Теща оттолкнула Петра Степановича и с необычайной для ее лет резвостью взгромоздилась на подоконник.
- Гвозди давай и молоток. Дверь Надо изнутри забить.
- Пока! - сделал ручкой захлопнувшемуся окну Петр Степанович. - Завтра перед службой занесу примус и столик.
Но этот утренний его визит никому не был интересен. Интересное для всего населения жакта № 17 началось после служебных часов, когда во двор въехала подвода со скарбом бухгалтера Заготскота Ивана Петровича.
Отперев навешанный им замок и подергав забитую изнутри дверь, он разом уяснил себе всю ситуацию.
- Заскочил, сволочь! Говорил: вчера надо было что-нибудь перетащить… Кто?
Осмотр помещения через оконные стекла позволил обнаружить тещу Петра Степановича, предусмотрительно разводящую руками и показывающую себе на уши:
- Ничего, мол, не слышу!
Но эта мимограмма не остановила потока вдохновенного красноречия Ивана Петровича. Он также подкреплял его соответствующими жестами, то потпясая обоими кулаками, то почему-то снимая рыжую байковую кепку и элегантно помахивая ею в морозном воздухе. Потом стучал в соседнюю форточку. Форточка открывалась и хрипела:
- Ничего не видала, ничего не знаю! Обратитесь в милицию.
И снова захлопывалась.
Тогда Иван Петрович вынимал из бумажника ордер жилуправления и прикладывал его к стеклу. Потом бегал в милицию, возвращался и снова размахивал кепкой. Теща за окном не обнаруживала признаков жизни, и его единоличная дискуссия была, наконец, прервана решительным заявлением возчика.
- Ночевать здесь, что ли, будем? Повертай оглобли, а то барахло скину.
- Ну, обо всем этом мы поговорим в другом месте… - пообещал Иван Петрович окну. Он пытался иллюстрировать эту реплику жестами, но уже не смог и устало поплелся за возом. В воротах он обернулся, вынул из кармана ключ и, скомбинировав этот предмет с двумя пальцами, уставил его на невидимого врага.
- Сиди под запором, стерва! Чтобы замки ломать - нет правов. Вот!
Именно это его решение и легло в основу того, что все прочие вещи Петра Степановича: стол, кровати и даже дедушкино кресло (от царского времени) транспортировалось в оккупированную им квартиру не через дверь, а по способу, указанному природе древним мудрецом - через окно. Тем же путем была вселена туда и выписанная из родилки Томочка вместе с носительницей имени иносказательного отца всех народов - Ивистилиной. Так же проследовали туда и гости, приглашенные на единовременное торжество новоселья и октябрин. Для их удобств предусмотрительный Петр Степанович подставил к окну ящик, и проникновение человеческой природы протекало в общем и целом без инцидентов, если не считать чисто-семейного конфликта, произошедшего в самом окне по случаю неудачной подсадки санврача Фаи Исаковны ее тщедушным счетоводом-супругом.

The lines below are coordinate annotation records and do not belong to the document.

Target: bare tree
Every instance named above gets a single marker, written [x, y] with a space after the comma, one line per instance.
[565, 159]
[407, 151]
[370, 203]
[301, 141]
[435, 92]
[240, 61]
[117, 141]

Собрались, можно сказать, почти организованно, как на октябрьскую демонстрацию пролетарской мощи. Гуртиком. И за недостатком для размещения всех свободной жилплощади, сели вокруг стола, уже уставленного планово-расчитанным количеством бутылок и прочего соответствующего. Счастливая мать вынесла виновницу торжества.
- Как соизволили наименовать сию грядущую смену? - осведомился статистик Семен Прокофьевич, позволявший себе ради преклонного возраста старорежимные обороты речи.
Петр Степанович стал в позу гипсового Ильича и даже руку протянул.
- И-ви-сталина! - произнес он и обвел гостей гордым взглядом.
- Это что же? Новоизобретенное лекарство, что ли? - озадачился статистик.
- И-ви-сталина! - назидательно и даже с оттенком бдительности повторил Петр Степанович. - В честь Иосифа Виссарионовича Сталина, мудрейшего вождя и отца народов.
- Вот! - с нескрываемой завистью крякнул зав. транспортом, парень простоватый и еще недозревший в развитии. - Это загнул. Хватил на все сто! Активистку нашу Рындину переплюнул: у нее Колхоз бегает и Электрофикацию родила…
- Н-да-а-а-а… - увесисто резюмировал сам зам. зав. Заготскота Егоркин, красный партизан и орденоносец. - Электрификации против Ивисталины не устоять. Курортная путевка на этот год твоя, Петр Степанович. Факт!
Счастливый отец мечтательно улыбнулся.
- И… ви… Сталина… Какое гармоническое созвучие! - почти пропел он. - Однако, товарищи, не пора ли начинать? По первой? А?
Это предложение, принятое всеми с энтузиазмом, было тотчас же реализовано.